AssertionError
kimo20200 opened this issue · comments
Hello,
I got an error when I tried to train the model. I have attached a link in the box. Do you have any idea about it?
Thank you.
link: https://drive.google.com/file/d/14cI1BLo7FZQ8IhGBuGoUzsXJtEEtlp65/view?usp=sharing
Best wishes,
Qing
Thanks for the interest in OXnet. I can't find the screenshot anywhere. Would you please try again?
I have updated it, sorry for that. Please see the first box
In the current version of OXnet, we are sampling two types of data in one batch: labeled data and unlabeled data. Hence, you can see the usage of a two-stream batch sampler. The reported error is caused by
Line 532 in 2c99bb5
- the size of the second batch of data (for unlabeled data) should be at least 1;
- the total number of the unlabeled data should be larger than or equal to the second batch size (defined as follows:)
Line 123 in 2c99bb5
Thanks for your reply, I have prepared my own train (labeled) dataset with coco-liked format, but where the unlabeled data I should include. I am confused about it.
You can create two COCO-style json files for labeled data and unlabeled data and merge these two in one single json file. Say you have N labeled data, and M unlabeled data, then the beginning N data in the merged file should be labeled ones and the followed M data are the unlabeled ones. Set N and N+M to be num_labeled_data
and num_data
in the following:
Lines 121 to 125 in 2c99bb5
Note you can give empty or negative values to the annotations for the unlabeled data, these would not be included in the training.
Thanks for pointing this out. I will clarify the instruction.

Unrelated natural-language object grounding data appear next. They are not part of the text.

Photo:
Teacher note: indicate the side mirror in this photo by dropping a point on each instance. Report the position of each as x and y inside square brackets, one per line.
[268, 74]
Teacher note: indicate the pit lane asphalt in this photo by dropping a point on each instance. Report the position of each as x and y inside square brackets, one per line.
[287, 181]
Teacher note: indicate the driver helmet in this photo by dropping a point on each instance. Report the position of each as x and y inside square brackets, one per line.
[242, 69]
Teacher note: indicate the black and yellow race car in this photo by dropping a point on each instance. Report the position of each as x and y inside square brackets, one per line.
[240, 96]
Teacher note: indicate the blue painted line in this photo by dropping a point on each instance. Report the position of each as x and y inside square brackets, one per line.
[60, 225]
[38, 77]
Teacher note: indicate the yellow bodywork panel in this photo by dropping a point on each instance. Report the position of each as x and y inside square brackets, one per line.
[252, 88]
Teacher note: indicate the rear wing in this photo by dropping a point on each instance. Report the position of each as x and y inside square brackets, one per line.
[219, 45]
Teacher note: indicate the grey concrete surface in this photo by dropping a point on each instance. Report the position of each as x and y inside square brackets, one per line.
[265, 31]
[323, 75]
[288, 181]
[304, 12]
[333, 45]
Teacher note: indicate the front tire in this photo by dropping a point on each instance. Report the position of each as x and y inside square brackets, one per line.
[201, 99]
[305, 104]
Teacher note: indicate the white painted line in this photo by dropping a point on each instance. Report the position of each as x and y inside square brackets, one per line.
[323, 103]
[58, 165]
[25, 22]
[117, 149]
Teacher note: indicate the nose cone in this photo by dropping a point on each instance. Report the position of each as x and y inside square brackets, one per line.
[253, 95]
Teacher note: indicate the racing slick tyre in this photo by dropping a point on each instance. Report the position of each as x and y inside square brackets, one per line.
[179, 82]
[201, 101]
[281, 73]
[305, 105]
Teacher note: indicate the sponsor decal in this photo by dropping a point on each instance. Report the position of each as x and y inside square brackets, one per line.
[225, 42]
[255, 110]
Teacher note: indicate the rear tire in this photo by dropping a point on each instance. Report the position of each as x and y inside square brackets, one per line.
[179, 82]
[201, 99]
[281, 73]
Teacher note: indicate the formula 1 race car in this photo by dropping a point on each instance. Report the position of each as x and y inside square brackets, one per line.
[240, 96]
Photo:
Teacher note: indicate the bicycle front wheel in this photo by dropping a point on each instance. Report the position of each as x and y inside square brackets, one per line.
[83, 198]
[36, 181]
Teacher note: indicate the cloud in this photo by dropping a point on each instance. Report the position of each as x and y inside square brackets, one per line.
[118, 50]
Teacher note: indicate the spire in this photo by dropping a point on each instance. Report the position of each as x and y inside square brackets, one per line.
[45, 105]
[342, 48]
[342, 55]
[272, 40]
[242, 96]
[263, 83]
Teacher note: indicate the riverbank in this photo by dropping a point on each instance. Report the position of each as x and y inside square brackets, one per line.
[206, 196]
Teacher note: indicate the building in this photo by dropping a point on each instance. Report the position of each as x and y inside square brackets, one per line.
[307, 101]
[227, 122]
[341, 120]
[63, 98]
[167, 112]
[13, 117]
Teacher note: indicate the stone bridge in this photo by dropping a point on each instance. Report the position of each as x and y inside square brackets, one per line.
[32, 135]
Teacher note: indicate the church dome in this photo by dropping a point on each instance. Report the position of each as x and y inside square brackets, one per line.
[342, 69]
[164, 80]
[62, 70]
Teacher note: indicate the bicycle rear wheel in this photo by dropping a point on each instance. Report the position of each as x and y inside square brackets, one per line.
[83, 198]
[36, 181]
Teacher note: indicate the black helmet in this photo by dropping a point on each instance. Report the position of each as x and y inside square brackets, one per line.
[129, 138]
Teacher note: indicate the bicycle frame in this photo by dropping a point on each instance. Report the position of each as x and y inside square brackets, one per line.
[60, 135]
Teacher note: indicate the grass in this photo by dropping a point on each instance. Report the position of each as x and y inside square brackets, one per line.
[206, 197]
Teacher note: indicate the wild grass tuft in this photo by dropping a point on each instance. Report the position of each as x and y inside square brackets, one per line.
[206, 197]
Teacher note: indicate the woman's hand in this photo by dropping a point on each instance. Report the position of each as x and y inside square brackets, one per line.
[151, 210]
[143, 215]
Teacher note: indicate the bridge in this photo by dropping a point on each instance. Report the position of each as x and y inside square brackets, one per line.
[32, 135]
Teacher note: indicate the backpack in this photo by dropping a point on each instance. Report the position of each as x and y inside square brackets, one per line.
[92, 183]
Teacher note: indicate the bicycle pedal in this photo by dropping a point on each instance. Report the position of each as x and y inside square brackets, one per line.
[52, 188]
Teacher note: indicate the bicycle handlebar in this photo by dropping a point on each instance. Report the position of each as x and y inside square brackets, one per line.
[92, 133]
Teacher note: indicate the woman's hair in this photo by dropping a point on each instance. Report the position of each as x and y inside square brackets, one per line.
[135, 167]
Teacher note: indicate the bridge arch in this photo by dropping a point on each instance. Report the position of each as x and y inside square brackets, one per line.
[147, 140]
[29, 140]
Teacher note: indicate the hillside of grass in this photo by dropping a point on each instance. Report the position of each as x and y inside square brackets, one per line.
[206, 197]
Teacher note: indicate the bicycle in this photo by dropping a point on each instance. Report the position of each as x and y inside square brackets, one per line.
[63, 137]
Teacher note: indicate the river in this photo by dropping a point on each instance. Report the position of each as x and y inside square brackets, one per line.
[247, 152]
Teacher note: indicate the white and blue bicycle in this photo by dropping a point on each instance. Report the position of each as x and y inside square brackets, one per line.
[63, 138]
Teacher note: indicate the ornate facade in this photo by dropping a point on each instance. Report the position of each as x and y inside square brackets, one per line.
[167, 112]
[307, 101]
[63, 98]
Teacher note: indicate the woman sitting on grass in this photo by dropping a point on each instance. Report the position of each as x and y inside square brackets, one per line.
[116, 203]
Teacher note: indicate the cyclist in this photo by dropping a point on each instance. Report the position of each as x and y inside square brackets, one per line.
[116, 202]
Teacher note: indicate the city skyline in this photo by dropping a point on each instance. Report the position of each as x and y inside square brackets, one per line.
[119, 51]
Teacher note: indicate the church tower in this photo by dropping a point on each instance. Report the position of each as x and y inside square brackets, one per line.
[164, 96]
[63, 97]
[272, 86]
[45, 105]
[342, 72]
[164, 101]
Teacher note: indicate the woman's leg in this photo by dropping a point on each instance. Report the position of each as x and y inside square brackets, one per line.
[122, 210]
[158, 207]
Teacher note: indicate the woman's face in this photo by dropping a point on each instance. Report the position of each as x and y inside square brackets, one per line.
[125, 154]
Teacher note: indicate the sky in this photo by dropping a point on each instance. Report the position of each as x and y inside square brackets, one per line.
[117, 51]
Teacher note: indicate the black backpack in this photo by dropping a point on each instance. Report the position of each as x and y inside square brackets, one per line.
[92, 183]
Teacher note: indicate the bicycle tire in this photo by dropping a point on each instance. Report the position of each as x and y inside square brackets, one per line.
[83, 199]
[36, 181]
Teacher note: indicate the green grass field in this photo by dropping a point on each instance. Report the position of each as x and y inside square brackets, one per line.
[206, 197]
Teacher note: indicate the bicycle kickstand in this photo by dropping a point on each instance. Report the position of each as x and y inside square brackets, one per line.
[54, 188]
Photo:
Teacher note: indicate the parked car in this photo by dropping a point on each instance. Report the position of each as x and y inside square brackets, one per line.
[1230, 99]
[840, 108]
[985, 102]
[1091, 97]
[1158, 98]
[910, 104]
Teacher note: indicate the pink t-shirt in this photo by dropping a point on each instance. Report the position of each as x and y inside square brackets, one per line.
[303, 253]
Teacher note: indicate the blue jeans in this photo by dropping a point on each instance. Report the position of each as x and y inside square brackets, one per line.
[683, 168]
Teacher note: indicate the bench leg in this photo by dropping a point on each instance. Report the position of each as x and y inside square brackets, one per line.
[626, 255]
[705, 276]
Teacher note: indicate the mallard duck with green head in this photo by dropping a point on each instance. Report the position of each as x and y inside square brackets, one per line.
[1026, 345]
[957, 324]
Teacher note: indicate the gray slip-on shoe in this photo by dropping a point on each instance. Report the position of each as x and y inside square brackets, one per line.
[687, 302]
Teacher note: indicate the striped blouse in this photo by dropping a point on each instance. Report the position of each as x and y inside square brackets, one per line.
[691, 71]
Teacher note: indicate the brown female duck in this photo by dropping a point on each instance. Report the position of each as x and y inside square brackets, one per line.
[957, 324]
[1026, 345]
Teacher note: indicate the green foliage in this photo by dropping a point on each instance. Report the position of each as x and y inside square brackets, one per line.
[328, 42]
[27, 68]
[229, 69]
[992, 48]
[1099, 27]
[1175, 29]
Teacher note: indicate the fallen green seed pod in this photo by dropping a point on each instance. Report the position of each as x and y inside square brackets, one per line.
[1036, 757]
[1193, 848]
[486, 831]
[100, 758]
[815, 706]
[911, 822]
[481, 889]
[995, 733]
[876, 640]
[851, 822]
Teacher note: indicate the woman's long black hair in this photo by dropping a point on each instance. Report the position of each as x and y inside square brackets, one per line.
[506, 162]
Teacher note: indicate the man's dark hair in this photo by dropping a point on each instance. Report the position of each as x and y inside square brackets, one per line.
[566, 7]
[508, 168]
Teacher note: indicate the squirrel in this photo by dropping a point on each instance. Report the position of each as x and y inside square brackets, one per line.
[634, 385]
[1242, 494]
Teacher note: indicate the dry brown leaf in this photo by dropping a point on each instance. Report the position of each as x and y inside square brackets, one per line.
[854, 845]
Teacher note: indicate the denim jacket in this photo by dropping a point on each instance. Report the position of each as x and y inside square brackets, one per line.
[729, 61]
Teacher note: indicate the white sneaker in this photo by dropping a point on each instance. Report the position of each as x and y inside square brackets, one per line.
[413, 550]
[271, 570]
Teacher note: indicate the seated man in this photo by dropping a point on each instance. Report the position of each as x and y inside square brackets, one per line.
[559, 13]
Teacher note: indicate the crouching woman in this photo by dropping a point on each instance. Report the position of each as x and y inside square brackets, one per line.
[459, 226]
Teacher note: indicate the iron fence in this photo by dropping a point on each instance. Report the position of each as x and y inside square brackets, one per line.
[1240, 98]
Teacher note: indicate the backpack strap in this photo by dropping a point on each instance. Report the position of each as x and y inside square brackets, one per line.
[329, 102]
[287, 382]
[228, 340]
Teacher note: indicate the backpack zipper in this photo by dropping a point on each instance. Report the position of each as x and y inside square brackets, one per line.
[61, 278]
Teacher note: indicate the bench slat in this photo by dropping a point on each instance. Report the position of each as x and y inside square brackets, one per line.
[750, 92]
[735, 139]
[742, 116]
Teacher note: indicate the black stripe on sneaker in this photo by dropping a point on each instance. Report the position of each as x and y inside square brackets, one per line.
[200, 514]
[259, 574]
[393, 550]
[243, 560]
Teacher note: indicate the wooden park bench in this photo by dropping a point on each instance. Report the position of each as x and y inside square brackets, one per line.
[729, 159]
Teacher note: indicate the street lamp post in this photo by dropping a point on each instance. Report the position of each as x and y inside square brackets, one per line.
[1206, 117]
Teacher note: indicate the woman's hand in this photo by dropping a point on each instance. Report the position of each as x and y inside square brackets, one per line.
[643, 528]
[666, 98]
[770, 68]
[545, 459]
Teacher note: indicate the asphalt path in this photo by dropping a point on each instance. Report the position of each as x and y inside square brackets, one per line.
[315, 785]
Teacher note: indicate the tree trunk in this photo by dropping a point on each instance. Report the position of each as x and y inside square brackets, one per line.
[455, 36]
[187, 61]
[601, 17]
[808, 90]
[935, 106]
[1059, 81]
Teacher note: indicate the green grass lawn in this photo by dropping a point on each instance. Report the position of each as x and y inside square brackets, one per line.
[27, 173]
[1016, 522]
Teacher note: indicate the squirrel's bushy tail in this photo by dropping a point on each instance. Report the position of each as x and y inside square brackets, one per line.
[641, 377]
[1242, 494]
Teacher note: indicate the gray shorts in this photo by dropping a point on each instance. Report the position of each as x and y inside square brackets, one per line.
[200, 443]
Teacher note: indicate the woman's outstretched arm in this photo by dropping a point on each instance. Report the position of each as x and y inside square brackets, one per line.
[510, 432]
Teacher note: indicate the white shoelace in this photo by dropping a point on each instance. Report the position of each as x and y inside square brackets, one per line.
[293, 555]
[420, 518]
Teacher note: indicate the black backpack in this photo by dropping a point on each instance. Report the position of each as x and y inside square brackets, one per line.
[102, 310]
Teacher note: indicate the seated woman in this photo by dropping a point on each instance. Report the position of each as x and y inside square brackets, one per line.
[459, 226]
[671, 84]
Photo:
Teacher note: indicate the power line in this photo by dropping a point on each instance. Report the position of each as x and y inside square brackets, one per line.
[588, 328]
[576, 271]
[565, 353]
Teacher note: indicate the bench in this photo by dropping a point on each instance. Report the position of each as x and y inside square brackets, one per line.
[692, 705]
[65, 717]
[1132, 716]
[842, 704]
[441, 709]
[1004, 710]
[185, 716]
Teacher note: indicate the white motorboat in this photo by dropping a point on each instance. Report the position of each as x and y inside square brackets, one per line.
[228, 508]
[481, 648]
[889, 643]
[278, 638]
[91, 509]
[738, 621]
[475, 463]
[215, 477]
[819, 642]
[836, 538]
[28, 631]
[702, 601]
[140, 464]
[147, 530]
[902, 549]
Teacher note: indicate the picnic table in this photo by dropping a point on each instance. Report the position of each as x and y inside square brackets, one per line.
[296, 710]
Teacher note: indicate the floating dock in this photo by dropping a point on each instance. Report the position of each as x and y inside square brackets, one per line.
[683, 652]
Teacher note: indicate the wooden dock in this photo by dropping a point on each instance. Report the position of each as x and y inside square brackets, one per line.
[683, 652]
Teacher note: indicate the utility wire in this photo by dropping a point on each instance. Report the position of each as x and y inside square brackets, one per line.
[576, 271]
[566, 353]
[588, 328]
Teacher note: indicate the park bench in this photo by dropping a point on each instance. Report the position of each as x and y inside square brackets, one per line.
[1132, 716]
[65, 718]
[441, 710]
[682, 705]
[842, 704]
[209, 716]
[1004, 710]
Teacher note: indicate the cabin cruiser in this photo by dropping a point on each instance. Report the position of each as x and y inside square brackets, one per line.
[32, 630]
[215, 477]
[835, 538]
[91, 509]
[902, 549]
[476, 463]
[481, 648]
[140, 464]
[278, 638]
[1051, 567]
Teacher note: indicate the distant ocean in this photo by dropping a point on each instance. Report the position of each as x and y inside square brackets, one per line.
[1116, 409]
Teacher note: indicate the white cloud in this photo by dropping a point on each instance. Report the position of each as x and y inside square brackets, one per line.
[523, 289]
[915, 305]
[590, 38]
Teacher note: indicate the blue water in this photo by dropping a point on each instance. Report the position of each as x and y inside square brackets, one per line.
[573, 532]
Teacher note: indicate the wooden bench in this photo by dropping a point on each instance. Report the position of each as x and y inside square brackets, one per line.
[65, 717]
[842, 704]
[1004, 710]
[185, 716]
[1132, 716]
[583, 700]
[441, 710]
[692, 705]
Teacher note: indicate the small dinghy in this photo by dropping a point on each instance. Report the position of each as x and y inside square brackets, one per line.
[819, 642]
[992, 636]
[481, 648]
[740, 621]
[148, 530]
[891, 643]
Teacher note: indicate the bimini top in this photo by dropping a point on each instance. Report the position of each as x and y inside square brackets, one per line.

Very appreciate your clear demonstration and could you show an example of the json file or structure? I think it is easy for users to understand it.
A COCO-style json file would be a dictionary with the structure like follows:
dict_keys(['categories', 'images', 'annotations'])
Say you now have a json file for the labeled data (labeled.json), and a json file the for unlabeled data (unlabeled.json), you can merge these into a single file for training as follows:
import json as js
js_l = js.load('labeled.json')
js_u = js.load('unlabeled.json')
merged = {'categories': js_l['categories'],
'images' : js_l['images'] + js_u ['images'] ,
'annotations': js_l['annotations'] + js_u ['annotations']}
with open('train.json', 'w') as f:
js.dump(merged, f)
Thank you a lot, I will try it later
Hi, when I was training, the Cls Cons loss and Reg Cons loss were always 0. They were calculated by soft focal loss. Does it means I add a incorrect unlabeled dataset?
You may need to pre-train a RetinaNet and use the weights to initialize the teacher model so that the teacher model could generate meaningful pseudo labels to be used in the soft focal loss.
I think the mentioned problem might be that the teacher model does not generate pseudo labels.
Cool. Thank you.